13 July 2020 Complex models for the global quantum internet

Study on the cover of Physical Review Letters (PRL)

A study conducted by ICFO researcher Daniel Cavalcanti and graced on the cover of PRL reports on a statistical study of quantum communication networks that could facilitate the possibilities of a global quantum internet. Security and privacy in the transfer of information through the internet is one of the major concerns that individuals, businesses and even administrations have acquired these past years.

Today, we have a new way of sharing information that deals with massive and exponentially incremental data creation and storage as well as data traffic at global scales, in most cases, driven by new fast-growing technologies such as the Internet of Things, Big data, virtual reality, autonomous vehicles and other applications of artificial intelligence. Many of this information, e.g. related to health, finance or even defence-related communication, is extremely sensitive and needs to be handled with protocols and procedures that ensure the highest degree of security.
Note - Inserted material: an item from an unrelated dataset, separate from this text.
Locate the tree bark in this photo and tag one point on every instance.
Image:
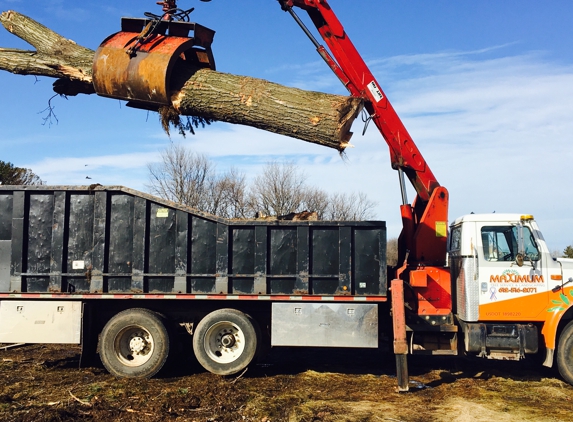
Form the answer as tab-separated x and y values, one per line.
315	117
Present day cryptography implemented to secure such information is potentially in danger due to the advent of quantum computers, which will have the power to instantly break most methods currently considered secure and widely used. Thus, quantum cryptography brings new methods, systems and protocols that cannot be broken even by quantum computers. It relies on the defying properties of quantum mechanics to achieve the most secure form of communication known, impossible to intercept without detection.

So far, many scientists are working on developing quantum communication networks for the future quantum internet, which will include quantum processors interconnected by quantum channels, which can, among other things, will distribute private messages using quantum cryptography, distribute entanglement, and allow the users to perform blind quantum computation on the cloud. It is foreseen that this network will be a game changer in the communications arena.

In a recent paper published in PRL and selected as cover image of the journal, ICFO researcher Daniel Cavalcanti and co-authors from the International Institute of Physics in Brazil use network theory techniques to study a quantum internet based on optical fibers, and characterize its connectivity properties. Among other things, their simulations show that the quantum internet model displays a phase transition between a disconnected and a highly-connected phase, with the density of nodes being the order parameter.

The results of the study serve as a benchmark for the development of a quantum internet, for example in providing information of the minimum density of nodes needed to have a fully connected network and for the average distance between nodes, or to distribute entanglement accross the network more efficiently.